Another interesting coincidence is that it's National Coloring Book Day on Twitter. Mandalas are popular in adult coloring books now. A connection I thought of is that the circle is the same in all of them, but the insides are different and have twists and turns and curves and lines that create a beautiful and peaceful chaos. We are all perfect and complete. And our chaos can be beautiful and peaceful on the inside if we relax and focus on the present moment and detach from the outcome. Focus on the process and not the results.

When you color a mandala, you color tiny bits of it at a time. You don't usually worry about the final picture. You pick a color and start coloring little bits of the design. No matter which colors you choose, it will usually turn out beautiful. Sometimes people choose similar colors. Sometimes people choose colors that don't seem to go together at all. But the finished mandala is usually wonderful because you don't focus on the outcome as you color.

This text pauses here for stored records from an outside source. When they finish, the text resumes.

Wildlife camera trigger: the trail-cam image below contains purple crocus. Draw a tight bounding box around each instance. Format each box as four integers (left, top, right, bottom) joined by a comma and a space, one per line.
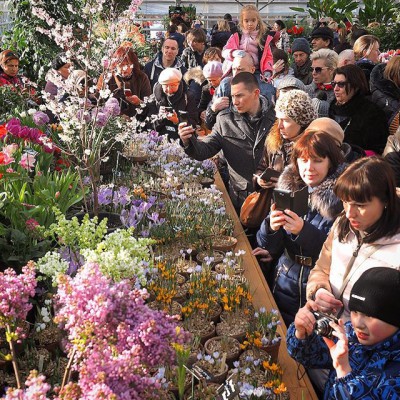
96, 111, 108, 127
103, 97, 121, 117
33, 111, 50, 125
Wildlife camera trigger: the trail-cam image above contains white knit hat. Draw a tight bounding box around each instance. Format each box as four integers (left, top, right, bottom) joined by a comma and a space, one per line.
275, 89, 317, 128
158, 68, 182, 85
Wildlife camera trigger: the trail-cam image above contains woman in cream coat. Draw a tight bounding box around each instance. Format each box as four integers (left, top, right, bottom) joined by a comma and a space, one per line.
307, 157, 400, 320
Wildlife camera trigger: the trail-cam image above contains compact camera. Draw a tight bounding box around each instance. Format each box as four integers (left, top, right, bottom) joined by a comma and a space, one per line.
312, 311, 338, 339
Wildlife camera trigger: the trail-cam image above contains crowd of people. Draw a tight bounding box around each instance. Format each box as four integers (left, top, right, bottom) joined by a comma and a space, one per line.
0, 5, 400, 399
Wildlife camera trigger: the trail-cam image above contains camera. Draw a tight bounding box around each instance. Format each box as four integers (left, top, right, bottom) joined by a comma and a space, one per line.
312, 311, 338, 339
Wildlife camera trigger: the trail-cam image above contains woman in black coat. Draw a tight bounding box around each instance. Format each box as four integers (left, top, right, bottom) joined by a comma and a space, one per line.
370, 56, 400, 134
144, 68, 199, 140
329, 65, 389, 154
257, 132, 345, 326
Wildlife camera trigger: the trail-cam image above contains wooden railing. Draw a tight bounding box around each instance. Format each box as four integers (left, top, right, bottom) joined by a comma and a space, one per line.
215, 175, 318, 400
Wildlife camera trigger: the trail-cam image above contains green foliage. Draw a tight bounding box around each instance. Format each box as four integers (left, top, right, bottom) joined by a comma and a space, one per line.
368, 22, 400, 51
289, 0, 358, 22
358, 0, 400, 26
0, 85, 27, 123
3, 0, 83, 84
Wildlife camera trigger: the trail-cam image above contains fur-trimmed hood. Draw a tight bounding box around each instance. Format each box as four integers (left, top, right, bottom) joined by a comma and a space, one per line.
370, 63, 400, 100
277, 164, 347, 220
183, 67, 206, 85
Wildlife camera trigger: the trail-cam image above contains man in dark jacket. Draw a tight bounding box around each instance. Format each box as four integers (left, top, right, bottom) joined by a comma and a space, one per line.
144, 38, 187, 90
178, 72, 275, 211
144, 68, 200, 140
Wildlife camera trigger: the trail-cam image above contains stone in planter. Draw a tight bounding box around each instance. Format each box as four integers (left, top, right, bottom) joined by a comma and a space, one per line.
211, 235, 237, 251
204, 336, 241, 366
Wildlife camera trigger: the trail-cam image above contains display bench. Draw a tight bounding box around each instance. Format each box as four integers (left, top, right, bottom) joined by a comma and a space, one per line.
215, 174, 318, 400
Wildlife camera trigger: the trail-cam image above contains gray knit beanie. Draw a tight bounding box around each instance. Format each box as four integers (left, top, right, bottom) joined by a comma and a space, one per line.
292, 38, 311, 55
275, 89, 317, 128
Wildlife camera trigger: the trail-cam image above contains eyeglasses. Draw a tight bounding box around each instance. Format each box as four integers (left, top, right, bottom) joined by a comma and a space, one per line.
331, 81, 348, 89
311, 67, 329, 74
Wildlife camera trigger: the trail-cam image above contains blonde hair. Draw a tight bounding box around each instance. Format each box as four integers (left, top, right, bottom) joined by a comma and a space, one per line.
353, 35, 381, 60
383, 56, 400, 88
239, 4, 266, 44
217, 19, 231, 32
310, 49, 338, 70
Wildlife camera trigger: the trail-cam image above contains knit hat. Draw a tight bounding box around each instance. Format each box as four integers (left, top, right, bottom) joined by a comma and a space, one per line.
203, 61, 224, 79
0, 50, 19, 64
275, 89, 317, 128
312, 97, 329, 118
277, 75, 306, 92
306, 116, 344, 147
292, 38, 311, 54
158, 68, 182, 85
349, 267, 400, 328
51, 53, 69, 71
311, 26, 333, 43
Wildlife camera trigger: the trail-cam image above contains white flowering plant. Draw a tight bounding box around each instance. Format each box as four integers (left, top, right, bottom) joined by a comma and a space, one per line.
81, 229, 155, 287
32, 0, 145, 214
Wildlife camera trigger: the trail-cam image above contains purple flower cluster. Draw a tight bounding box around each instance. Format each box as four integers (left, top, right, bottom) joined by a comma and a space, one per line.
56, 264, 189, 400
33, 111, 50, 125
121, 196, 165, 237
0, 262, 36, 338
103, 97, 121, 117
6, 118, 59, 153
98, 186, 131, 208
2, 371, 51, 400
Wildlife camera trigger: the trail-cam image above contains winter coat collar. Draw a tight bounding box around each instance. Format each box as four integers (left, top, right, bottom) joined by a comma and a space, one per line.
154, 81, 187, 106
292, 58, 312, 78
183, 66, 206, 85
332, 93, 367, 117
346, 321, 400, 354
154, 51, 183, 69
277, 164, 347, 220
230, 95, 272, 120
370, 63, 400, 100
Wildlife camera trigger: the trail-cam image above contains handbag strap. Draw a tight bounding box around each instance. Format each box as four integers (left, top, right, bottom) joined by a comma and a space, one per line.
337, 242, 382, 318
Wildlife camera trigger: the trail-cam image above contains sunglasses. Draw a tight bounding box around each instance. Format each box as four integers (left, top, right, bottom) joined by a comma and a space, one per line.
311, 67, 329, 74
331, 81, 348, 89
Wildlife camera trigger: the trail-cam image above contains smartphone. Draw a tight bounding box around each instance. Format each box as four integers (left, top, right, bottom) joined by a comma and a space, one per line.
260, 168, 281, 182
179, 111, 189, 123
273, 186, 308, 217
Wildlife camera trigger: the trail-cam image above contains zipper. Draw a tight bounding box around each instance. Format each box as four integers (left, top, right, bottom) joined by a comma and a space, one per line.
299, 265, 304, 309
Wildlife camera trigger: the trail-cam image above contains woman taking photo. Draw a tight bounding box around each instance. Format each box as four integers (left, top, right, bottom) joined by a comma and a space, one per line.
329, 65, 389, 154
370, 56, 400, 135
257, 132, 345, 325
353, 35, 381, 85
307, 157, 400, 321
97, 46, 151, 117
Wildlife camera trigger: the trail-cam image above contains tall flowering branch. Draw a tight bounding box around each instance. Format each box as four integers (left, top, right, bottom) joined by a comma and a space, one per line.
0, 262, 36, 389
56, 264, 188, 400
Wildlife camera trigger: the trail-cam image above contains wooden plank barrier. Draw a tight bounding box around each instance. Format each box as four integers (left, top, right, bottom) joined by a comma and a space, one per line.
215, 174, 318, 400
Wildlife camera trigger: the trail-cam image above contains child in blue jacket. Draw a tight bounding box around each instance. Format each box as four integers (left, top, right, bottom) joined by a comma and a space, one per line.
286, 267, 400, 400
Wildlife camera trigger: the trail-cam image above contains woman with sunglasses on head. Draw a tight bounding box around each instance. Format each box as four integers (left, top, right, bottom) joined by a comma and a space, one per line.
329, 65, 389, 154
0, 50, 35, 96
257, 132, 345, 325
307, 156, 400, 321
306, 49, 338, 103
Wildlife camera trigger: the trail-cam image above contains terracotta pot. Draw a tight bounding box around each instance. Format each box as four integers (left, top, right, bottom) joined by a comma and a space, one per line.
184, 383, 220, 400
185, 316, 215, 345
194, 360, 229, 384
200, 177, 215, 188
204, 336, 241, 367
260, 336, 281, 363
239, 347, 271, 365
196, 250, 225, 267
216, 319, 248, 343
212, 235, 237, 251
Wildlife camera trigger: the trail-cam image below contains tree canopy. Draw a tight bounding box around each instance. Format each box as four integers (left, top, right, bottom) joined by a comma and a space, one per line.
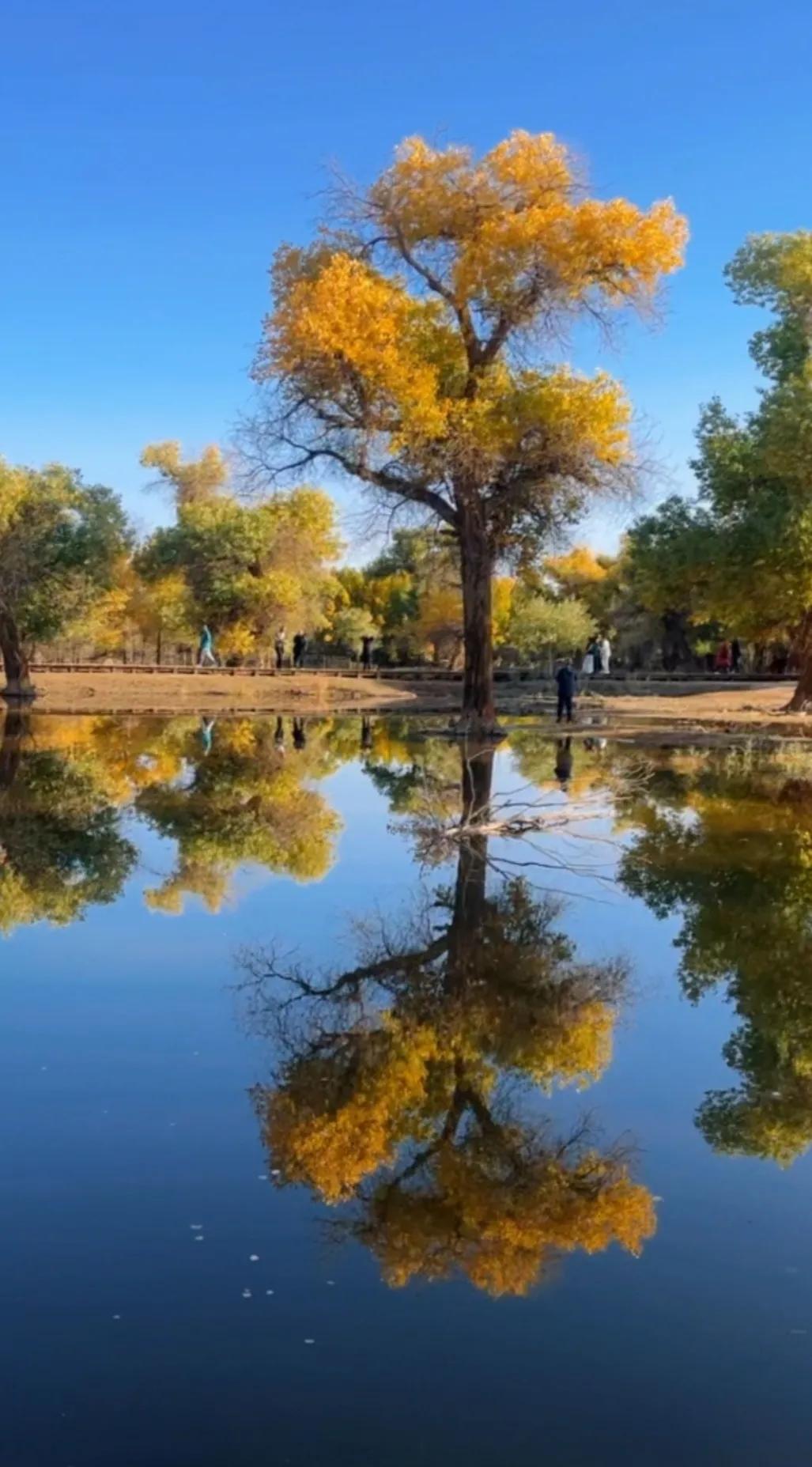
0, 459, 130, 697
249, 132, 686, 726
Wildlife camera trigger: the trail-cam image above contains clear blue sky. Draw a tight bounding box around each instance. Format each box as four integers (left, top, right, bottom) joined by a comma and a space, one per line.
0, 0, 812, 551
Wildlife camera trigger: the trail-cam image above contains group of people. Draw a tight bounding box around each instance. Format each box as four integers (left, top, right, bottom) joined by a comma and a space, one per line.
556, 633, 611, 724
580, 633, 611, 678
198, 626, 376, 671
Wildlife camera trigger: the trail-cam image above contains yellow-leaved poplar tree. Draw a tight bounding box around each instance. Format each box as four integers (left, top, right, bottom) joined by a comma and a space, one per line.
246, 132, 687, 731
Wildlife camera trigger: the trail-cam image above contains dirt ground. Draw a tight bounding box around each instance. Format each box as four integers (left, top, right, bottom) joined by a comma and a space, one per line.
12, 671, 812, 736
22, 669, 428, 714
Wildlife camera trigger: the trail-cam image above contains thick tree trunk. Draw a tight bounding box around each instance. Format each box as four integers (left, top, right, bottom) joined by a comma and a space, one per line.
459, 515, 498, 736
787, 611, 812, 713
0, 607, 35, 698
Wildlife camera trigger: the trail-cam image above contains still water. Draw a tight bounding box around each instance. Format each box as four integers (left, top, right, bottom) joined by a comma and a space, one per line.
0, 716, 812, 1467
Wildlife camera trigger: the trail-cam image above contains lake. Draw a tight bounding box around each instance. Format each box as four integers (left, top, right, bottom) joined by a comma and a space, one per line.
0, 714, 812, 1467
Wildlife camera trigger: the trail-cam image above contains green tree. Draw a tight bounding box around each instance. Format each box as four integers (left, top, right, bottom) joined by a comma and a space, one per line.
0, 459, 129, 698
630, 230, 812, 698
136, 444, 340, 659
507, 592, 595, 659
244, 132, 686, 729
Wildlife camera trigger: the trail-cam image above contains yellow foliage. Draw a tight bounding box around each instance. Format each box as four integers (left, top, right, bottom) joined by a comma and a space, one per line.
266, 1018, 436, 1203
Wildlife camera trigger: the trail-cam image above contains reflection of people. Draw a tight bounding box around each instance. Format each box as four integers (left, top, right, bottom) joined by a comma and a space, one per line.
556, 657, 575, 724
556, 738, 572, 788
198, 626, 217, 667
201, 719, 214, 755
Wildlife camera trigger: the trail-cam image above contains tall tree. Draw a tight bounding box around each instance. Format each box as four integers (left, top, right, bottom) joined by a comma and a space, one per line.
0, 459, 129, 698
247, 132, 686, 731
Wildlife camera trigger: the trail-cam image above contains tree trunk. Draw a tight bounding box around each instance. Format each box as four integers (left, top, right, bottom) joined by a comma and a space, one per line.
459, 515, 498, 738
786, 611, 812, 713
0, 607, 35, 698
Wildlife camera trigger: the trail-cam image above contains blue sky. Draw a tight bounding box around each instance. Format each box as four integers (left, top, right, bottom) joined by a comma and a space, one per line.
0, 0, 812, 556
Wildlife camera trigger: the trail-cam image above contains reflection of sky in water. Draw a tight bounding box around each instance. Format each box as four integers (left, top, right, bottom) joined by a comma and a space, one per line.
0, 724, 812, 1467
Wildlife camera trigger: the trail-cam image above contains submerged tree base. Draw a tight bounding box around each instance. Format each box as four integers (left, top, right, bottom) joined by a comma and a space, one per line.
0, 678, 40, 703
448, 712, 507, 743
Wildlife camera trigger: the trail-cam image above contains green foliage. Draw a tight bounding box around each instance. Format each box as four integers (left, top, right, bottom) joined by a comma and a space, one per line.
0, 460, 130, 671
136, 463, 338, 656
507, 594, 595, 659
629, 230, 812, 666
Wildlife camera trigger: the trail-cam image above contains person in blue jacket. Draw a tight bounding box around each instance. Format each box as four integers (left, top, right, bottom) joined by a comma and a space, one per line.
556, 657, 576, 724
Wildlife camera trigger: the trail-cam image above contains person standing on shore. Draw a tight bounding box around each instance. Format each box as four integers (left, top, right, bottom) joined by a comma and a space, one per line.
556, 657, 575, 724
198, 626, 217, 667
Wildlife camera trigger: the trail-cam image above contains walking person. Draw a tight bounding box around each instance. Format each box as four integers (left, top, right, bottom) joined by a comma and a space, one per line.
198, 626, 217, 667
556, 657, 575, 724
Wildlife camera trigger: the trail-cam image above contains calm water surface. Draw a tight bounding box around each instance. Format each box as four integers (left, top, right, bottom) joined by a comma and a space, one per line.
0, 716, 812, 1467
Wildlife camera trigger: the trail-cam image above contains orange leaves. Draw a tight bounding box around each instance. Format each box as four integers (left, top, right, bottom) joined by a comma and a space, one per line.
369, 132, 687, 326
270, 254, 446, 436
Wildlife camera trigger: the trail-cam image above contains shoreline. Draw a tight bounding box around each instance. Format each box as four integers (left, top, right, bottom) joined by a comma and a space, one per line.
1, 669, 812, 741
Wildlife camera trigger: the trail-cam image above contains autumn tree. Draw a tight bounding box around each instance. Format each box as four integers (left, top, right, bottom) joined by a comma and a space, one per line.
247, 132, 686, 729
141, 439, 228, 509
0, 460, 129, 698
136, 443, 340, 659
244, 748, 655, 1295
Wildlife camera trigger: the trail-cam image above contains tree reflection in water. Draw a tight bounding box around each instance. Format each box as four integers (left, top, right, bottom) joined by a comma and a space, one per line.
621, 748, 812, 1166
242, 748, 655, 1295
0, 710, 136, 935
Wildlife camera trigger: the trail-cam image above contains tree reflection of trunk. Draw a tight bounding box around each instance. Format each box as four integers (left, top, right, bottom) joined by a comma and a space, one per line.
0, 709, 31, 789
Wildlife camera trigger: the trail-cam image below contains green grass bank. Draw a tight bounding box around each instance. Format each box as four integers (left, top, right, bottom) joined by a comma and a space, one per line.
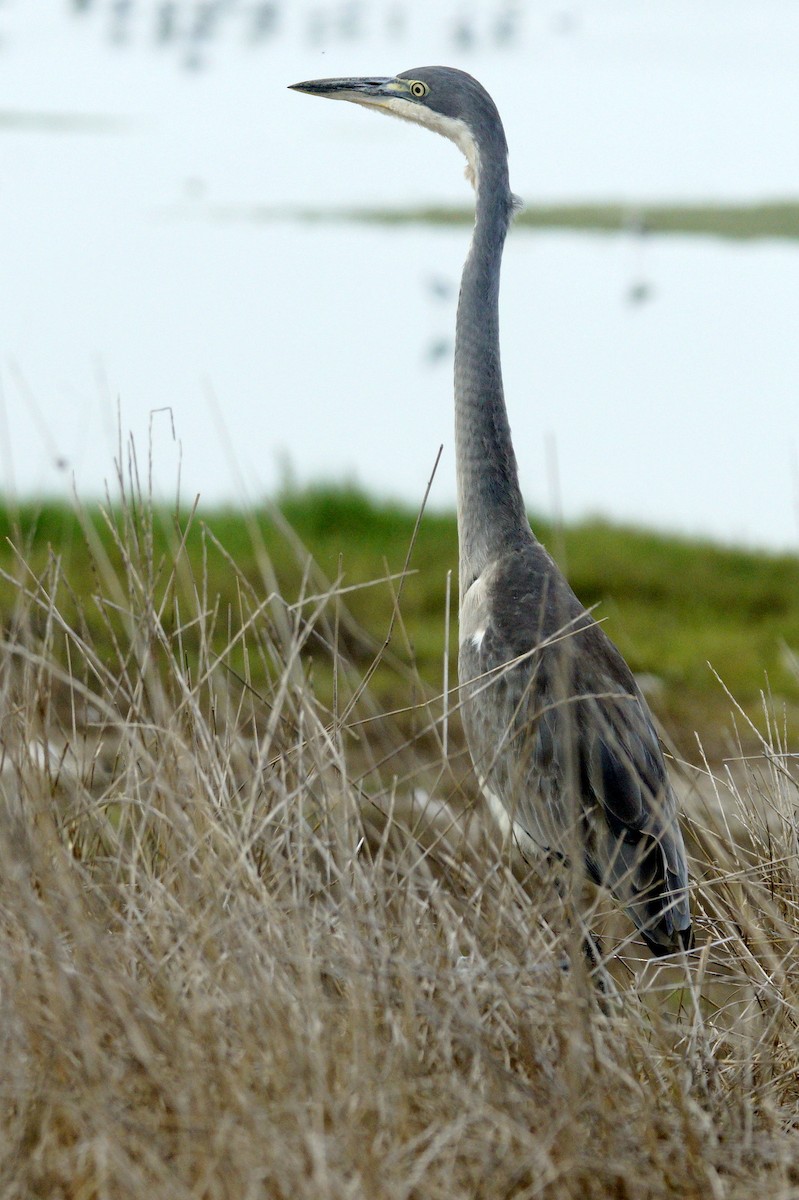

Another reminder of circles comes from my favorite show and character: Morgan Jones quoting Eastman on Tbe Walking Dead. It's all a circle and everything gets a return. I don't do Aikido, but I love yoga. I like wearing my KBuddah wrist bands to yoga. They are circles. I will try to use them as a reminder to detach. To be present.

The yoga teacher that I had yesterday was my yoga teacher today for 2 classes. I've had her for 3 styles of yoga now: sculpt, hatha, and restorative. She is my favorite yoga teacher since Jenny from Lifetime. I have liked most of my yoga teachers, but this teacher has made yoga really fun!

That's another reminder of the mandala. It's just fun. When you are present on the mat it's fun. If you fall, you fall. It's better to fall and try something than to not try it. I love trying crow any time they give you a chance. I enjoy balancing for even a split second. We tried rolling up to a flat footed squat. I tried 5 or 6 times and I never got there. But I tried it and it was fun.

She is like Khris. She has challenged me more and I've pushed more in really subtle ways and seen really interesting improvements from specific cues and adjustments. And she has been really compassionate and helped me soften and care for myself.

I understand the zen garden more now. I gave Khris some kind of water painting chalkboard thing once. I understand that concept more now, too. It's an exercise in detachment. I always understood the meditative idea of the creating part, but I like the idea of the impermanence part.

You can't get attached to whatever you create because it won't last. The sand will be raked away or the water will evaporate. You have to enjoy it while it lasts. It also allows you to feel freer to experiment and explore your creativity rather than get so paralyzed by fear of how it will turn out. Knowing that it's not meant to be something that needs to be saved forever gives you more space. More freedom. Permission to make mistakes.

I might have to get myself a mandala coloring book.